# Did anyone here visit Bolshoi theater?



## Clouds Weep Snowflakes

How can I get there? Is it expensive? And do I need to speak Russian?
This is one place I just HAVE to visit someday; anything you could add for me?


----------



## Dima

Clouds Weep Snowflakes said:


> How can I get there? Is it expensive? And do I need to speak Russian?
> This is one place I just HAVE to visit someday; anything you could add for me?


You can buy tickets online on english version of site of Bolshoi: https://tickets.bolshoi.ru/en/info/ptspeclist/

If you buy tickets online *a few months before visit *on site an average price will be ~100-120$ on ballet and 60-70$ on opera. At last moment remains only bad places or very expensive tickets. You don't need to speak Russian to understand music


----------



## Dima

Clouds Weep Snowflakes said:


> anything you could add for me?


Bolshoi is mostly famous abroad for past achievements. But if you will be in Moscow I recommend you to visit Stanislavsky and Nemirovich-Danchenko Moscow Music Theatre: https://stanmus.com/
In my view it is the leading music theatre in Moscow now.
Bonus:
The tickets are much cheaper (in 2-3 times). 
Mostly no problems with tickets. 
Felix Korobov is one of the best russian conductors now.
As you may know the director of Bolshoi worked in that theatre before.


----------



## Clouds Weep Snowflakes

Dima said:


> Bolshoi is mostly famous abroad for past achievements. But if you will be in Moscow I recommend you to visit Stanislavsky and Nemirovich-Danchenko Moscow Music Theatre: https://stanmus.com/
> In my view it is the leading music theatre in Moscow now.
> Bonus:
> The tickets are much cheaper (in 2-3 times).
> Mostly no problems with tickets.
> Felix Korobov is one of the best russian conductors now.
> As you may know the director of Bolshoi worked in that theatre before.


How good are people in the European parts of Russia in English? And how cold are winters?


----------



## Dima

Clouds Weep Snowflakes said:


> How good are people in the European parts of Russia in English? And how cold are winters?

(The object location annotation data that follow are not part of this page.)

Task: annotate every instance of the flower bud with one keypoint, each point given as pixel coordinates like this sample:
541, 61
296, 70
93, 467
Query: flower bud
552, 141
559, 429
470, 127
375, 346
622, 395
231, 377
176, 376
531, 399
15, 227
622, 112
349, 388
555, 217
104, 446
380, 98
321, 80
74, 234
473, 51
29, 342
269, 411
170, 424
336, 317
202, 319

Winters are unpredictable from 0 С to - 20 С. Better to take dress as warmer as you can, because with wind -4 C is the same as -20 without wind. Today is -2 C.
Unfortunately even in big cities most of russian people does not know English. Of course in big hotels there is somebody who 
knows. But if you trip alone mobile internet will help you to know what places you should visit and the route.
Free Wi-fi is in most hotels.

P.S The best weather in Moscow and St.Petersburg is between 1-20 August.


----------



## Zhdanov

Clouds Weep Snowflakes said:


> And how cold are winters?


why so necessary to visit in winter as if there's no springtime or autumn?

how some might think winter is the only season in this part of the world at all?


----------



## JosefinaHW

Zhdanov said:


> why so necessary to visit in winter as if there's no springtime or autumn?
> 
> how some might think winter is the only season in this part of the world at all?


One of the many things I love about Russia is that it gets fabulous snowy winters. For more of us than you think, winter is our favorite season. When I go to Russia I am definitely going during the Winter! :cheers:


----------



## Clouds Weep Snowflakes

JosefinaHW said:


> One of the many things I love about Russia is that it gets fabulous snowy winters. For more of us than you think, winter is our favorite season. When I go to Russia I am definitely going during the Winter! :cheers:


Couldn't phrase it better!


----------